One was Baitullah Mehsud, a top militant commander fighting the Pakistani Army in South Waziristan, who has ties to al-Qaeda and the Afghan Taleban. The other was Haji Omar, the leader of the Pakistani Taleban, who is also from South Waziristan and fought with the Afghan Mujahidin against the Soviets in Afghanistan.
Ms Bhutto said after the attack that she had received a letter, signed by someone claiming to be a friend of al-Qaeda and Osama bin Laden, threatening to slaughter her like a goat. But she also accused Pakistani authorities of not providing her with sufficient security, and hinted that they may have been complicit in the Karachi attack.

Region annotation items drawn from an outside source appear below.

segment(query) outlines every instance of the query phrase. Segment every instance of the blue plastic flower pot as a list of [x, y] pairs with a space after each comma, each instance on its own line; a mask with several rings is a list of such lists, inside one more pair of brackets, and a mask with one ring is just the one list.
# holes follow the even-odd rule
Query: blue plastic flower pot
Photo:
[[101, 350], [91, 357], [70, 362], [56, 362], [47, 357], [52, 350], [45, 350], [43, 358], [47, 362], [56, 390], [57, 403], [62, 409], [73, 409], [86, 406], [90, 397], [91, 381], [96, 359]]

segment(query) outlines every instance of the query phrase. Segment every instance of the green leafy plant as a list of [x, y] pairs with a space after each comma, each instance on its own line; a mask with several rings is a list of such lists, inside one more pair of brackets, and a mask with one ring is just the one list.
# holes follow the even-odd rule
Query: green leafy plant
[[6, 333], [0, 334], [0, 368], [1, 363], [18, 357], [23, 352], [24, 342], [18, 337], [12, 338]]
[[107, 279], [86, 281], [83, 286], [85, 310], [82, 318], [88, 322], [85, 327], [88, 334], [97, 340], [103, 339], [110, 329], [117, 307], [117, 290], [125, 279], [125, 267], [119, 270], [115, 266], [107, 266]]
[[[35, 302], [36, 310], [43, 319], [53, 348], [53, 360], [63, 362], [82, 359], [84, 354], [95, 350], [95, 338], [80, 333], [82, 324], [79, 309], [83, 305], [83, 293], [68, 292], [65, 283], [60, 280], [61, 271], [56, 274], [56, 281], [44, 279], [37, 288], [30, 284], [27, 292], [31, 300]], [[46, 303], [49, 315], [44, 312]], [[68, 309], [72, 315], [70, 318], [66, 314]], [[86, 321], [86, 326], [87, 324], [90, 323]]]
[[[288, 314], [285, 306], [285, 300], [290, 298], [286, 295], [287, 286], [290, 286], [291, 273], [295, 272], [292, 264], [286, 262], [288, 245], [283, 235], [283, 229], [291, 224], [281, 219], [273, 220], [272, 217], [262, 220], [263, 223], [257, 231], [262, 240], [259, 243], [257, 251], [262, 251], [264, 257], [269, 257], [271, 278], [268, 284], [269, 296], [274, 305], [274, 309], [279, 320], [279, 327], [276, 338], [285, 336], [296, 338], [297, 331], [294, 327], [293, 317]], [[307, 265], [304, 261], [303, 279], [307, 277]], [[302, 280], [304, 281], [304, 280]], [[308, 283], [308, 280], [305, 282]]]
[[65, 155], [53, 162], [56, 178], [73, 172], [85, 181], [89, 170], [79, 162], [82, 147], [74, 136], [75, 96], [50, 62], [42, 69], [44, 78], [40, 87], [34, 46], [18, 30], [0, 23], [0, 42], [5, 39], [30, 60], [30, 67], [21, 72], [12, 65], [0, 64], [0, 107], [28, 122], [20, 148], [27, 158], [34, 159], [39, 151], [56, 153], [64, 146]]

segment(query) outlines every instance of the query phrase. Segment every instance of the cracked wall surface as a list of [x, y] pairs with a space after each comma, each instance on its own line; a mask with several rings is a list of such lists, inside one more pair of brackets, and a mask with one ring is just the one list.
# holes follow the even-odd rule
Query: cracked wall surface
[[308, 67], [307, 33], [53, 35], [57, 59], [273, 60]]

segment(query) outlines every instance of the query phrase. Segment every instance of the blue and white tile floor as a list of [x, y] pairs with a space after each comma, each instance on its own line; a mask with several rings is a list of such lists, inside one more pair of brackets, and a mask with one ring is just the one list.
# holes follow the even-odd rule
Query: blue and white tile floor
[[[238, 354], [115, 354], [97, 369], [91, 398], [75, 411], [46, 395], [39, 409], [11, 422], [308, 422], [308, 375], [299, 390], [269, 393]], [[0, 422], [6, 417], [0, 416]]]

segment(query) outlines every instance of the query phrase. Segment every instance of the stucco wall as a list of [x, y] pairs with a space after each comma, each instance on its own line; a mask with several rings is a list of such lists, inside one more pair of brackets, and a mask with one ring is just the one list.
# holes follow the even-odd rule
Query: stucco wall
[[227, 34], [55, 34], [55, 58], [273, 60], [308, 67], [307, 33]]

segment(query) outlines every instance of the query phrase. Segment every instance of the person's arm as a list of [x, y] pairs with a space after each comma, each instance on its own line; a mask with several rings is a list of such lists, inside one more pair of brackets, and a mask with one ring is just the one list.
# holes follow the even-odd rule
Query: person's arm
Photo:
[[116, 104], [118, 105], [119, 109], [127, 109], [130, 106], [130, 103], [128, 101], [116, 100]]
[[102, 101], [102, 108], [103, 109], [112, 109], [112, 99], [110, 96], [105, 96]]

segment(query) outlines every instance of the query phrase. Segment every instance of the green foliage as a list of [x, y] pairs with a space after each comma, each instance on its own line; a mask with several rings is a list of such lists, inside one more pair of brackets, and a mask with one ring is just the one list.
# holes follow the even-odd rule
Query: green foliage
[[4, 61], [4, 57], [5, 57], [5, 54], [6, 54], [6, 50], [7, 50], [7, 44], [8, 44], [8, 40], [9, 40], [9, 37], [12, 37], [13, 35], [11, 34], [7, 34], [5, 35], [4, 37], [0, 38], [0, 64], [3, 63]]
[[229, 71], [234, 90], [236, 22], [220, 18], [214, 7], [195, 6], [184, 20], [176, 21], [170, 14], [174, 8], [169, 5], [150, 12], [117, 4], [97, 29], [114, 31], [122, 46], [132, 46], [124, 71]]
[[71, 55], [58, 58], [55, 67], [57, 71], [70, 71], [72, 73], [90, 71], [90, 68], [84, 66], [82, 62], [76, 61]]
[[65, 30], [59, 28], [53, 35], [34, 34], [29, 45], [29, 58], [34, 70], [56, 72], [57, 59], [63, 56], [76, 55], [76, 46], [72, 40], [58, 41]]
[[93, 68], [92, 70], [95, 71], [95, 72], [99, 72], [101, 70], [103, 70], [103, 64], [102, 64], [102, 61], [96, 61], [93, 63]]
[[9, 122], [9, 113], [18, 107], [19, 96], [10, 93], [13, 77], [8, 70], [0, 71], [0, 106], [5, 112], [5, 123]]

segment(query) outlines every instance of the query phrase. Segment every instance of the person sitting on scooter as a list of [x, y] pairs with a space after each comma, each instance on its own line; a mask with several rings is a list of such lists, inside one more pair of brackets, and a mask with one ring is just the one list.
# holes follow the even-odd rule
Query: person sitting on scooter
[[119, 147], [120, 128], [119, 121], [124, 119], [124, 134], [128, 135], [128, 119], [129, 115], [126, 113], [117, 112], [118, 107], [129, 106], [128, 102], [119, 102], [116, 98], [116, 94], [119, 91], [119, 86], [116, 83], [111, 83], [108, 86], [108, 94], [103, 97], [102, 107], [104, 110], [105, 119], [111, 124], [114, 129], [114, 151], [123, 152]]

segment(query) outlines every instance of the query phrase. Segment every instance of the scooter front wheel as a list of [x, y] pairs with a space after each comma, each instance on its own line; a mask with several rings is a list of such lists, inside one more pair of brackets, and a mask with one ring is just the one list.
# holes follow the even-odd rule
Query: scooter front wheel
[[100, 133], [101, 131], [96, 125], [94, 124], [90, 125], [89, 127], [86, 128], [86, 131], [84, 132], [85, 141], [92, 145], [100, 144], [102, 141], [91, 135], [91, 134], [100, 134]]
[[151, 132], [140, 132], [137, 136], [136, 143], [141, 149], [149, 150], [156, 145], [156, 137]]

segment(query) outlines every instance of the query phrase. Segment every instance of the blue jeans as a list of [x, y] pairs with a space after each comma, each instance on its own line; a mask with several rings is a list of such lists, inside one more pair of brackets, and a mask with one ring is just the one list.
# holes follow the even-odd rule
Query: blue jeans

She indicated that she had more to fear from unidentified members of a power structure that she described as allies of the “forces of militancy”.
Analysts say that President Musharraf is unlikely to have ordered her assassination, but that elements of the Army and intelligence service stood to lose money and power if she became prime minister. The ISI includes some Islamists who became radicalised while running the American-funded campaign against the Soviets in Afghanistan and were opposed to her on principle. Saudi Arabia is also thought to have frowned on Ms Bhutto as being too secular and Westernised and to have favoured Nawaz Sharif, another former Prime Minister.
Link: http://www.timesonline.co.uk/tol/news/world/asia/article3100052.ece
Musharraf may not have ordered her assassination, but he sure as shit didn’t do anything to prevent it. As a matter of fact, he refused to provide any kind of security once she returned to Pakistan. There’s no doubt that he knows who’s behind this, including some of the members of the ISI.
He isn’t exactly heartbroken over her death.